Voilà les trois idées stimulantes que nous retenons principalement de ce Bréviaire des insoumis. Pour être complet, nous devons ajouter que l’ouvrage est riche, bien écrit, et qu’il donne à penser. Dominique Venner, après une introduction expliquant urbi et orbi, pourquoi ce livre hic et nunc, présente son parcours* (« Un samouraï d’Occident »), puis s’intéresse à l’hubris caractéristique de notre société occidentale contemporaine (« La métaphysique de l’illimité »).

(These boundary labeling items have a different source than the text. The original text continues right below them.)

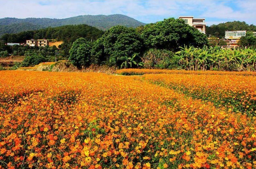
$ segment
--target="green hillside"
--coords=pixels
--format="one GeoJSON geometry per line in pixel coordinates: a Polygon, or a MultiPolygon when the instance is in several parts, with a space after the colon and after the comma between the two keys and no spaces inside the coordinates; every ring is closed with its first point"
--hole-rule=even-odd
{"type": "Polygon", "coordinates": [[[102,30],[82,24],[65,25],[55,27],[49,27],[34,31],[27,31],[16,34],[6,34],[0,38],[4,43],[24,43],[31,38],[54,39],[67,42],[73,42],[83,37],[88,40],[95,40],[104,33],[102,30]]]}
{"type": "Polygon", "coordinates": [[[49,27],[80,24],[86,24],[103,30],[118,25],[136,27],[145,24],[130,17],[118,14],[84,15],[65,19],[5,18],[0,19],[0,36],[5,33],[15,33],[49,27]]]}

Après un « détour par le Japon », l’auteur revient sur « notre mémoire oubliée », avant de livrer sa lecture de « nos poèmes fondateurs » et de définir « notre sagesse cachée ». Chacun est libre de retenir et de piocher dans ce bréviaire les ressources qu’il estime utiles… ou pas.

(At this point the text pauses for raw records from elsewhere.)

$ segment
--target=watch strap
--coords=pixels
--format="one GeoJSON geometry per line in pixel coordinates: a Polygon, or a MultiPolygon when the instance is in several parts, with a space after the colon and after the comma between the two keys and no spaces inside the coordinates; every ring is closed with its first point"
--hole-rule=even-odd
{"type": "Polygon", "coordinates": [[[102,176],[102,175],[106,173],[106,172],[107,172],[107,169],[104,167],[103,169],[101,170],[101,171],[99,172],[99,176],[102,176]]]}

*Dominique Venner est revenu longuement sur son parcours dans son ouvrage Le Coeur rebelle (Les Belles-Lettres, 1994), nouvelle édition revue et augmentée, Éditions Pierre-Guillaume de Roux, 2014, préface de Bruno de Cessole.
Philippe Rubempré
Dominique Venner, Un samouraï d’Occident. Le Bréviaire des insousmis, Éditions Pierre-Guillaume de Roux, 2013, 317 p.